Tinnitus can be frustrating for a number of reasons. First, it’s entirely subjective, so you can’t show anyone what the ringing sounds like, how loud it is, or how bothersome it is.
Second, there’s no objective way to measure tinnitus, so you can’t, for example, go into the doctor’s office, get some blood drawn, and get diagnosed.
And third, we still don’t understand exactly how tinnitus works, so our understanding of the causes and treatment options remain less than perfect.
This is all frustrating, of course, but not hopeless. In fact, despite the frustrations, many people do show significant improvements in their symptoms with the right treatment plan.
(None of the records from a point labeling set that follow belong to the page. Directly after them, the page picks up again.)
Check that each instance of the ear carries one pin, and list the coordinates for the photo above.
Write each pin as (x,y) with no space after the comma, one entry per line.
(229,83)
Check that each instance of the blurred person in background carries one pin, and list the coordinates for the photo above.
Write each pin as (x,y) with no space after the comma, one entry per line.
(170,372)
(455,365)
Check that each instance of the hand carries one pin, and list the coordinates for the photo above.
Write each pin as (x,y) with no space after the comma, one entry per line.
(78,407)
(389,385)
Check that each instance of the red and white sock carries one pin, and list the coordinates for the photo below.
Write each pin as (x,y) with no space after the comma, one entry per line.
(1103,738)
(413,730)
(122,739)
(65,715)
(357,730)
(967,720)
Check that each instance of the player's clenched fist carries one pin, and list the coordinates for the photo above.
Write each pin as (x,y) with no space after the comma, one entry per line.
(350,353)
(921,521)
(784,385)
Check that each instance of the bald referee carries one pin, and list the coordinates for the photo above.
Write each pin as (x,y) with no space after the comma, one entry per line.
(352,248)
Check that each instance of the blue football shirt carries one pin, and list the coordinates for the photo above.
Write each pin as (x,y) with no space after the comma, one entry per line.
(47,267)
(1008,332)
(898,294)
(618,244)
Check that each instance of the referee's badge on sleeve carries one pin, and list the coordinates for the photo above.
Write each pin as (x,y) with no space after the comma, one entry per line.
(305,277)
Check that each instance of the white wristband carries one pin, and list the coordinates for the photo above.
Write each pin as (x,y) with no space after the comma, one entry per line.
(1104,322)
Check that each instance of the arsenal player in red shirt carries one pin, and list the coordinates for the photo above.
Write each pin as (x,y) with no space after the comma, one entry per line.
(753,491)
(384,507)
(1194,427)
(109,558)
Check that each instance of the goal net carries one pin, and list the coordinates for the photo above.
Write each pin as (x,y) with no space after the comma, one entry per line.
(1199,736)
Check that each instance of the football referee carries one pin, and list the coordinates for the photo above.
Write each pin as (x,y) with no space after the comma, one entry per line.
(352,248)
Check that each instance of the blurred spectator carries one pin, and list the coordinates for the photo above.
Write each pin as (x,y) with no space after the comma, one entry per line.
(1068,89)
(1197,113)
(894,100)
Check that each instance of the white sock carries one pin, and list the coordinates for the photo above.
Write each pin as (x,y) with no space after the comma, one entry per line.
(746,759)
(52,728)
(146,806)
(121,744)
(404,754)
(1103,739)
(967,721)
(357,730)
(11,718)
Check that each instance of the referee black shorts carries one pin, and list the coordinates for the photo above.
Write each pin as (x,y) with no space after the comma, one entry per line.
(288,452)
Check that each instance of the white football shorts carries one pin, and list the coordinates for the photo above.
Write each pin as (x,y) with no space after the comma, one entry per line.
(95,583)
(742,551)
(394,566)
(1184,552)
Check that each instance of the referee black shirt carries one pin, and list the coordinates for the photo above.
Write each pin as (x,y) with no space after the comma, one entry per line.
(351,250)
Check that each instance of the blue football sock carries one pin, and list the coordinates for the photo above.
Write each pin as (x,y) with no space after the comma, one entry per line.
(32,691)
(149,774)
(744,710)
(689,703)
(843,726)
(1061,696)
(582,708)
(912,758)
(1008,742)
In this article, we’ll be discussing one treatment option in particular, known as Tinnitus Retraining Therapy (TRT), that has proven to be particularly effective. To understand how it works, you first have to understand the two parts of tinnitus.
The Two Parts of Tinnitus
Tinnitus is the perception of sound when no external sound source is present. We can break tinnitus down into two parts:
- The actual sound – usually perceived as a ringing sound, but can also be perceived as a buzzing, hissing, whistling, swooshing, or clicking sound.
- The emotional reaction – the perception of the loudness and character of the sound and its disruption to everyday life.
In our minds, the most effective treatment of tinnitus would require addressing both parts. This, essentially, is the underlying rationale of Tinnitus Retraining Therapy.
Sound therapy makes use of an external sound to “cover up” the underlying internal sound of tinnitus. By doing so, it can help to mitigate tinnitus in a wide variety of ways.
First, the newly introduced external sound can either partially or completely cover up the tinnitus sounds. This can also divert the patient’s attention away from the tinnitus while the sound is being played. Sound therapy can help to provide an immediate sense relief and is quickly becoming one of the most promising tinnitus treatment options available.
Second, sound therapy can result in what is called “habituation,” where the brain is trained over a period of time to view the tinnitus as an unimportant noise that should be ignored. When all is said and done, habituation is the desired end goal of almost every single tinnitus treatment option.
Third, the use of specialized sound minimizes the hyperactivity in the brain thought to be the underlying mechanism of tinnitus. This is called “neuromodulation.”
It can be decided, therefore, that sound therapy has both short-term and long-term benefits, and can work across multiple levels to help ease the severity of your constant tinnitus symptoms. Sound therapy can be delivered through special sound masking devices, headphones, and even hearing aids.
While it is true that any sound can in theory provide a masking effect, specialized medical-grade devices deliver customized sounds or music programmed to match the characteristics of the patient’s tinnitus. Your hearing care professional can help you select the right device and sound.
Cognitive Behavioral Therapy
In addition to sound therapy, TRT also employs behavioral therapies that address the second, emotional component of tinnitus. In ways, this is the more critical component, as tinnitus can trigger strong emotional reactions like anxiety, depression, and anger.
Research in this area has led to some surprising conclusions. For example, studies have found no correlation between the loudness/pitch of tinnitus and patient-reported distress. Whether or not tinnitus is viewed as no-big-deal, slightly bothersome, or devastating is largely dependent on the cognitive/behavioral response of the patient.
Behavioral therapy can be delivered one-on-one or in groups, from a clinic or over the phone or internet from the patient’s home. Therapy includes education, identifying tinnitus triggers, instituting healthy lifestyle choices to mitigate symptoms, and mindfulness-based stress reduction.
Take Action and Silence Your Tinnitus
Tinnitus Retraining Therapy is effective because it leads to habituation on both fronts, both in terms of the actual sound and in terms of the emotional and behavioral responses.
While there is no known cure for tinnitus, you can mitigate the symptoms with the right plan and some perseverance. As your tinnitus is masked and the brain is trained to ignore it, you’ll be able to better cope with the sounds and improve your quality of life.